If G-D, the Creator of all things, is ONE, then all that is created is a manifestation of that creator’s Oneness in a variety of forms—animal, vegetable, or mineral. We humans are also of oneness—a spiritual, emotional, mental, and physical whole. Studying and learning to understand who we are enables us to understand why we are here, ordaining purpose for living in this place and at this time.

Do not be fooled; we are each as much a part of all (the good, the bad, and the ugly) that occurs on this planet as any person we could choose to point a finger at. We, members of the human collective, are ONE and manifestations of the Unity, the very fabric of all that IS.  Likewise, being expressions of the DIVINE ONE makes us, at our core, lovers, just like G-D.  It is the imago dei within us.  In this dual reality, we live betwixt and between love and hate, war and peace, joy and sorrow, life and death.  Our earthly learning is about balance and harmony of all we think, do, or say.
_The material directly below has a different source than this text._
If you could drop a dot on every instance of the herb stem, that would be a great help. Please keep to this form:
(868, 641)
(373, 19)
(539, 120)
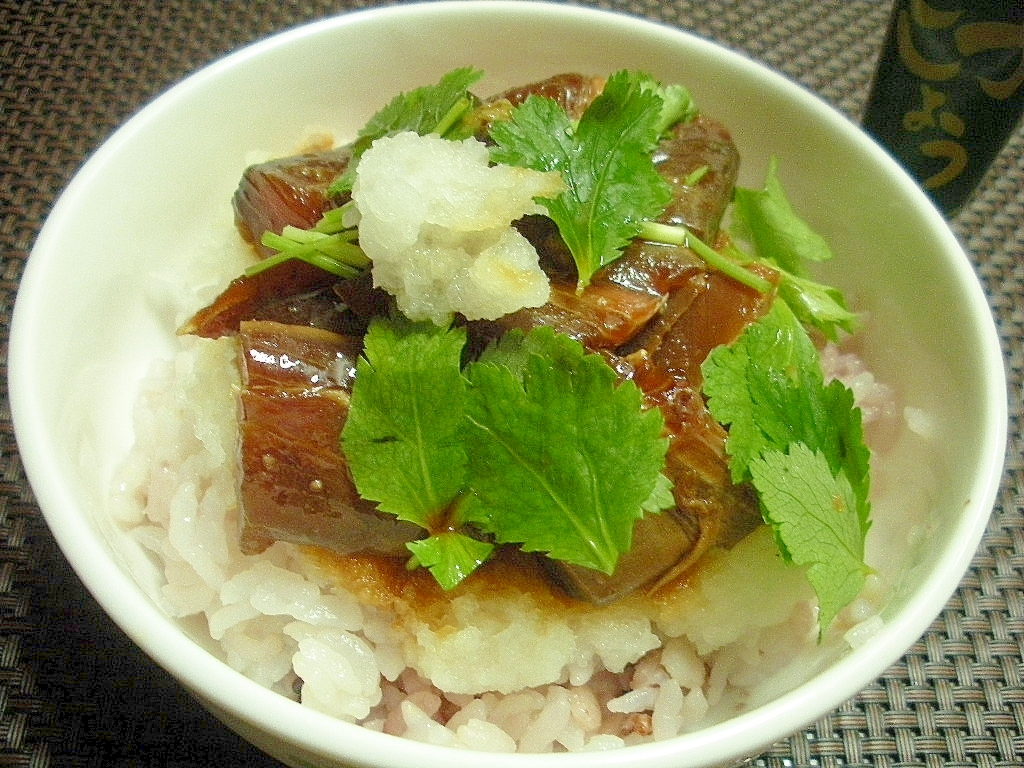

To know ourselves is to hold our loving, generous, kind, peaceful, patient, and whole (holy) natures as well as our anger, fears, insecurities, manipulations, avoidances, and feelings of inadequacy, worthlessness, and doubts simultaneously—with compassion.  No small work, but Jesus did it, and we can do it too.  The Spirit of G-D lives in that inner-dimensional space to help us when (if) we ask. We have our whole lives to become as Jesus was (is) because there is always more.

It is this possibility of more that can be our catalyst into the unknown and to seek to shift and change from what is to what can be.  In the book, Prayers of the Cosmos, we understood the ONE Jesus called “Father” as total all-encompassing POSSIBILITY.  This dynamism is so out of alignment with our feared need for stability and unchangeability that it shuts out the Mystery of what can be.  But, this may be the only place left to stand in at the end of this present darkness.

The season of Eastertide in the Christian church is a wide-open door to celebrate LIFE in its fullness, even after so-called “death.”  Like Christ Jesus, the stories we listen to during our current adult forums talk of rebirth and new, true life, where the old life is surrendered for something new and amazingly GOOD!  We can honor the feelings of fear, loss, and darkness with compassion for ourselves while expecting and looking forward to the Light of the new life to erupt within us and in the world around us, just like winter inevitably cycles into spring.  Know yourself.  You are SO LOVED!